The Gauliga Wartheland was the highest football league in Gau Wartheland from 1941 to 1945. The Gau was made up from the former Polish Voivodeship of Poznań and parts of Warsaw Voivodeship and Łódź Voivodeship which had been occupied by Nazi Germany in 1939 and incorporated into the Third Reich. The league and the region are named after the local river Warthe (Polish:Warta), and not after the Prussian province Posen, which it had been from 1848 to 1918.

==Overview==
The league was introduced by the Nazi Sports Office in 1941, a considerable time after the defeat of Poland. The league started out in two groups of five teams, with the two divisional champions playing each other in a home-and-away series to determine the Gauliga champion. The league champion then qualified for the German championship. Polish clubs were not permitted to take part in the competition, only clubs from the German ethnic minority, which made up between five and ten percent of the population in the region and about two percent of the overall population of Poland.

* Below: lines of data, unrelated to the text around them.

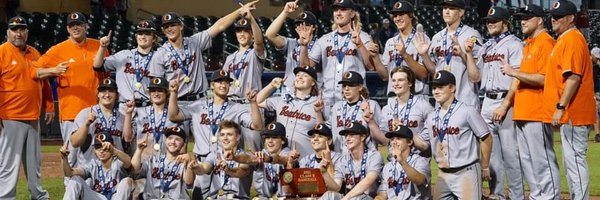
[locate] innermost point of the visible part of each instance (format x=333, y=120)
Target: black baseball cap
x=306, y=17
x=531, y=10
x=274, y=129
x=354, y=128
x=107, y=83
x=17, y=21
x=497, y=14
x=170, y=18
x=400, y=131
x=563, y=8
x=351, y=78
x=145, y=25
x=455, y=3
x=402, y=7
x=220, y=75
x=76, y=18
x=175, y=131
x=307, y=69
x=343, y=4
x=159, y=83
x=321, y=129
x=443, y=78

In its second season, the league played with ten teams in a single division. The bottom three teams were relegated at the end of the season. The 1943-44 edition initially saw no change, but the SG Freihaus dropped out of the league during the season and not all games were played throughout the season.

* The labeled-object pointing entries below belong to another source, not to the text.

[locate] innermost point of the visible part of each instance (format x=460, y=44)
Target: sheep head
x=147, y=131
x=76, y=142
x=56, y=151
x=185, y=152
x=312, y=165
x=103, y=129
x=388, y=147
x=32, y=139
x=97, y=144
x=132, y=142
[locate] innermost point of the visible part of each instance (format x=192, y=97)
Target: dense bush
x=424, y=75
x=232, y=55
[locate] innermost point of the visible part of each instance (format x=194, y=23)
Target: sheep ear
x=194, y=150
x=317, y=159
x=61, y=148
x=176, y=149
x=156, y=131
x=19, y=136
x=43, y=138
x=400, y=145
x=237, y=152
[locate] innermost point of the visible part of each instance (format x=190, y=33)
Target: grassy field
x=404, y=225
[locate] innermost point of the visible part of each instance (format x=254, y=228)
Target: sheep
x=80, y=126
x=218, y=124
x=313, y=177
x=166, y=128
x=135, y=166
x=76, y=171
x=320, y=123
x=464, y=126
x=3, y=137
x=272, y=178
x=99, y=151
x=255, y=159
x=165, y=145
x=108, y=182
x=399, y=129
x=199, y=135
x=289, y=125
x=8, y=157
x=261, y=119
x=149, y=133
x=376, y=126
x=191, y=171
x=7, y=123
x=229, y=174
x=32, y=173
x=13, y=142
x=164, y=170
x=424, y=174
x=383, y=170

The imminent collapse of Nazi Germany in 1945 affected play throughout the country with Gauliga competition in this region coming to a halt in 1944. There is no record that the 1944-45 season here ever commenced.

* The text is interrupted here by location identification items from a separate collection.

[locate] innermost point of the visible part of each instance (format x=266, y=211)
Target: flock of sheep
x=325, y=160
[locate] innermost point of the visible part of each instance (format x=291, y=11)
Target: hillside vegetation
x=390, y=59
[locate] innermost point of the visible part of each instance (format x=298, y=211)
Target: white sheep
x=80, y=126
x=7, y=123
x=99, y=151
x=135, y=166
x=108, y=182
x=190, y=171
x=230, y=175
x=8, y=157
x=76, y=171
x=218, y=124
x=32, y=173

==Founding members of the league==
The ten founding members were:

Group I:
- Deutscher SC Posen
- BSG DWM Posen
- SG Ordnungspolizei Posen
- Reichsbahn SG Posen
- Post SG Posen

Group II:
- SG Ordnungspolizei Litzmannstadt
- Union 97 Litzmannstadt
- SG Zduńska Wola (1943 SG Freihaus)
- Reichsbahn SG Litzmannstadt
- SG Sturm Pabianitz

Litzmannstadt was the German name for Łódź from 1939 to 1945, named after Karl Litzmann.

==Winners and runners-up of the league==
The winners and runners-up of the league:

| Season | Winner | Runner-Up |
|---|---|---|
| 1941-42 | SG Ordnungspolizei Litzmannstadt | Deutscher SC Posen |
| 1942-43 | BSG DWM Posen | SG Ordnungspolizei Posen |
| 1943-44 | BSG DWM Posen | SG Ordnungspolizei Posen |

==Placings in the league 1941-44==
The complete list of clubs in the league:

| Club | 1942 | 1943 | 1944 |
|---|---|---|---|
| DSC Posen | 1 | 5 | 4 |
| DMW Posen | 2 | 1 | 1 |
| Orpo Posen | 3 | 2 | 2 |
| Reichsbahn SG Posen | 4 |  | 6 |
| Post SG Posen | 5 | 7 | 9 |
| Orpo Litzmannstadt | 1 | 4 | 7 |
| Union 97 Litzmannstadt | 2 | 3 | 8 |
| SG Freihaus | 3 | 8 | 10 |
| Reichsbahn SG Litzmannstadt | 4 | 10 |  |
| SG Sturm Pabianitz | 5 |  |  |
| TSG Gnesen |  | 6 | 5 |
| TSG Kutno |  | 9 |  |
| SG Kalisch |  |  | 3 |

==Aftermath==
With the end of the Nazi era, the Gauligas ceased to exist. The Wartheland came under Soviet control before again becoming part of Poland again. The German population was almost completely expelled from the region and all German football clubs were dissolved.